Discussion in 'Raising Baby Chicks' started by PotterWatch, Apr 26, 2008.

  1. PotterWatch

    PotterWatch My Patronus is a Chicken

    Apr 22, 2008
    How do I keep my chicks from overheating outside. We live in So. California and we are having a hot few days right now. How can I keep my chicks (ages 2 and 3 wks) from overheating outside. They have plenty of water but are still holding their wings out and their beaks open. Do I have to bring them in? Thanks for the help.
  2. MandyH

    MandyH You'll shoot your eye out!

    Cover the top of the pen so they will have some shade.
  3. Provide cool water and some shade. Plenty of water!
  4. ticks

    ticks Pheasant Obsessed

    Apr 1, 2008
    The Sticks, Vermont
    I went to check on my chicks on wednesday and the brooder was 120* they were beat. I am glad I didn't go to sleep that night before checking.
  5. PotterWatch

    PotterWatch My Patronus is a Chicken

    Apr 22, 2008
    They are already in shade.

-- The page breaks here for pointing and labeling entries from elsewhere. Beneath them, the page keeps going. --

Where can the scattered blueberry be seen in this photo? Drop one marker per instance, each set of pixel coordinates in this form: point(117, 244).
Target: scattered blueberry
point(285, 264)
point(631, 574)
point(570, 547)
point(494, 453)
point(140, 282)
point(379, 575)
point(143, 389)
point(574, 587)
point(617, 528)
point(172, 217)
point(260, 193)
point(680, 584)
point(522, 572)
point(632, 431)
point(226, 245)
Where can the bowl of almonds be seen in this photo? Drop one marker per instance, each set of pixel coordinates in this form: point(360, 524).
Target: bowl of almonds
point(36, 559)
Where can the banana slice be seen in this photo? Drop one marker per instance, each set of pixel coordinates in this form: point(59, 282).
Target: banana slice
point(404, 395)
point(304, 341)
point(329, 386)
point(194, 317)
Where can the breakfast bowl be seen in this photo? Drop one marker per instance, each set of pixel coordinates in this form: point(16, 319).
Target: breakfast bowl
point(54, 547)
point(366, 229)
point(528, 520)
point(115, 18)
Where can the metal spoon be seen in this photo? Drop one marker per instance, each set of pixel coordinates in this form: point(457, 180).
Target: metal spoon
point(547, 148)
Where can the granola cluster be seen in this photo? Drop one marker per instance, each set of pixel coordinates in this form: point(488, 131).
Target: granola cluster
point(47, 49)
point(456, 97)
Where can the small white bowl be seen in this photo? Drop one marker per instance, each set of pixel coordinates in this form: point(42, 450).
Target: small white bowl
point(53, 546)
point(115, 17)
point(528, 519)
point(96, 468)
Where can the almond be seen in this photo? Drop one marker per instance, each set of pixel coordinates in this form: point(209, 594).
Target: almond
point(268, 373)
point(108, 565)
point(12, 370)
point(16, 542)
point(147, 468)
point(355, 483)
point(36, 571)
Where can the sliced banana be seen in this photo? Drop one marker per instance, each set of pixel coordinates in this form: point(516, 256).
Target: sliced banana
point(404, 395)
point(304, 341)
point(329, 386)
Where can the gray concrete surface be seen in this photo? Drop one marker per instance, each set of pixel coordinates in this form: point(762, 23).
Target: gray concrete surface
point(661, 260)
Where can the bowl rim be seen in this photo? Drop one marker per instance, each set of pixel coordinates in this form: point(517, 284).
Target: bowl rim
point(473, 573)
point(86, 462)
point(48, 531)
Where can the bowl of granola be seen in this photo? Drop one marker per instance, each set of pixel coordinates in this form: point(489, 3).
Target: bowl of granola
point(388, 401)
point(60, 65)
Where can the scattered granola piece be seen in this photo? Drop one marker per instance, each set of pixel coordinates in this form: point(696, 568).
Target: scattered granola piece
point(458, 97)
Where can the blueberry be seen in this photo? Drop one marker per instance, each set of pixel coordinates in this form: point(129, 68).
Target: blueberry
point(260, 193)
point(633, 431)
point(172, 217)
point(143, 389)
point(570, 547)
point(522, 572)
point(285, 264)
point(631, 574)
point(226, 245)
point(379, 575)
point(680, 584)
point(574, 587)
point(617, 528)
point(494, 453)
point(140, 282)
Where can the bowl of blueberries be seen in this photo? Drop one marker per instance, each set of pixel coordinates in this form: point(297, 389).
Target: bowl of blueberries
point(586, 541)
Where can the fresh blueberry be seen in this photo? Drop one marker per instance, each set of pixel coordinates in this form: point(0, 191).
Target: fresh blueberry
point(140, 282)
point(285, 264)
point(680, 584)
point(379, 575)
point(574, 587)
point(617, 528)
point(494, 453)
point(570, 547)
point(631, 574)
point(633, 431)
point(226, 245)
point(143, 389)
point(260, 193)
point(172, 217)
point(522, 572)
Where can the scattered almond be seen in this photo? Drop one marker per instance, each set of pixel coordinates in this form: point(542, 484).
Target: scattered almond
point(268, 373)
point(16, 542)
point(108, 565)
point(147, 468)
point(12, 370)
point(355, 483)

It is currently running around 95. Will they die in that heat since it's still that hot in the shade? Will their resistance to the heat get better as they get older? It is just going to get hotter here this summer...
  6. MandyH

    MandyH You'll shoot your eye out!

    Here where I live it gets up to 95 in the summer pretty regularly and the humidity is AWFUL. Mine learn to lay around or they will lay in the tall cool grass or dig them a big old hole in the dirt and take dirt baths to cool themselves. They will get used to it eventually, I have never lost one to the heat, that I know of.
  7. dlhunicorn

    dlhunicorn Human Encyclopedia

    Jan 11, 2007
    >restrict feed four hours before the hottest part of the day (take it away...this is because the body produces heat when process it) ...do not give any scratch in hot weather at all...just feed

    >put out cold watermelon (often they will peck at this when they show no interest in their water which will help dehydration issues...in the evening use it as a "bowl" for their feed )

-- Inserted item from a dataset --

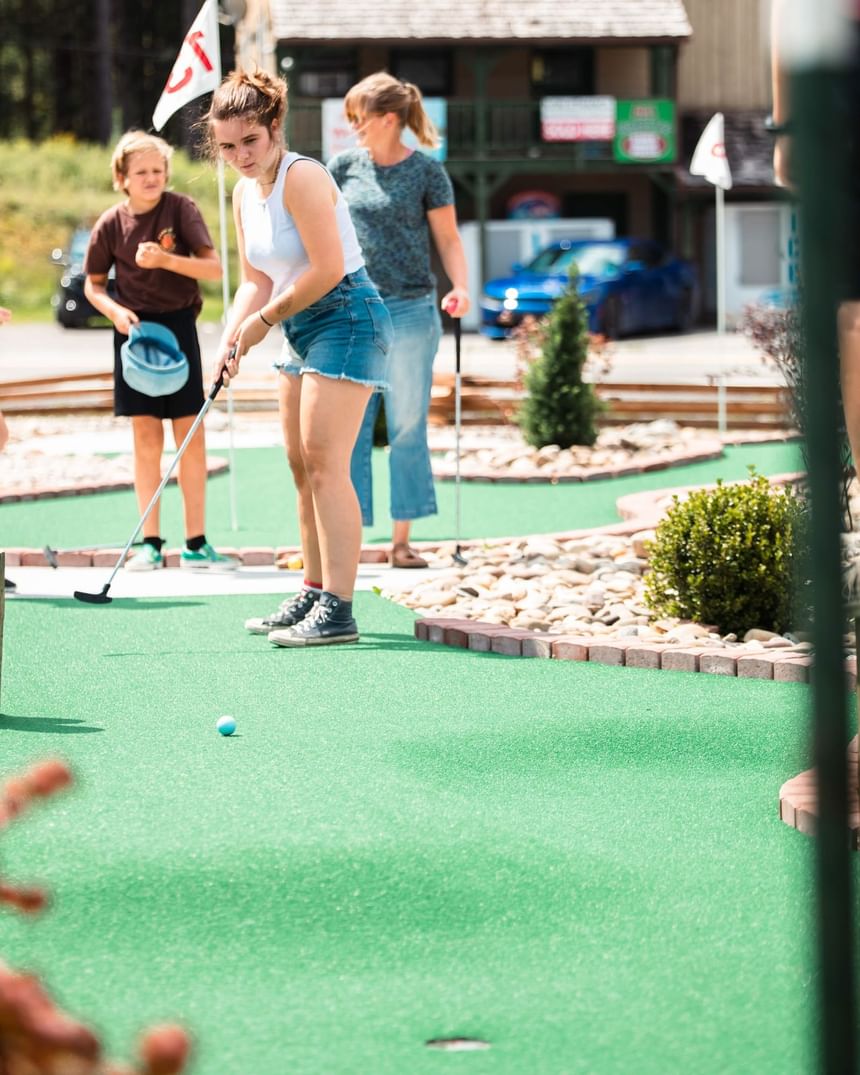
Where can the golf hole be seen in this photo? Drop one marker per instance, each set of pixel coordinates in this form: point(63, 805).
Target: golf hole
point(457, 1044)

    if they pant continually you will need to put electrolytes in their waterer.

    You can also consider allowing them in the basement during the hottest part of the day if particularly high temps are alarming you....
    I live in holland and rarely experience the extreme temps you all do in USA but even then my birds go under my hedge and dig down deep (cool earth. cooling their feet is the quickest way to reduce heat) into the earth way underneath the hedge and this is just with weather not even in the 80's
    Last edited: Apr 26, 2008
  8. onthespot

    onthespot Deluxe Dozens

    Mar 29, 2008
    Riverside/Norco, CA
    For todayou can try soaking an area in their pen, or soak some shavings for them cool off in. Also, for heat management over the long term you might want to get a patio type water mister set from home depot, as well as a twist/dail type garden timer from Walmart in the garden section, run around ten bucks. Those are the greatest. You just dial the time you want the misters to run, say, five, twenty or a hundred twenty minutes, and walk away and it shuts down by itself after x amt of time. You can add sand to the floor so it doesn't get muddy when wet. I live in Riverside CA and let me tell you, it gets hot here too and I have all sorts of birds, lovebirds, cockatiels, parrotlets, finches, doves in addition to the chickens. Only rarely lose one to the heat. #1 thing, is clean, fresh, cool (if you can) water for the birds. If it is going to be a record breaking day you can freeze plastic liter bottles of water and set them inside the waterer lip end down and as they melt the ice will drain out and they will have cold water when i is the hottest in the day. another source of heat is reflected heat from the surrounding ground. If the shelter roofing extends beyond the actual footprint of your enclosure it really helps cut down on the temp inside the enclosure. If you can't do that, then if you can shield the sunny side of the pen with whatever, even a sheet if you have to until you figure out what to do permanent, it will help a TON. Hope this helps some. Good luck!
  9. fun monitor

    fun monitor Songster

    Mar 30, 2008
    southern california
    I'm in southern California too and to be honest, I brought my "babies" who are about 5 weeks old inside for the hottest part of the day, probably 12-5. They just weren't tolerating the heat at all, since they hadn't been acclimated to it yet. They did spend their first night outside with no heat lamp though!

    The rest of the chicks and hens are outside and doing okay. They're panting a lot, so I'll put some electrolytes in their water per dlhunicorn's recommendation, as well as restrict their scratch feed. I'm on garden watch while DH is working so I'm outside spraying down the garden 3-4 times a day, so I'll mist down the run while I'm out there too. I have other sprinklers for the sloped part of my yard and the mist from those cools down the other side of the run. The moisture dries out so fast and they're dusting a lot in the cool dirt.

    I'm going to buy a watermelon today - that sounds fun!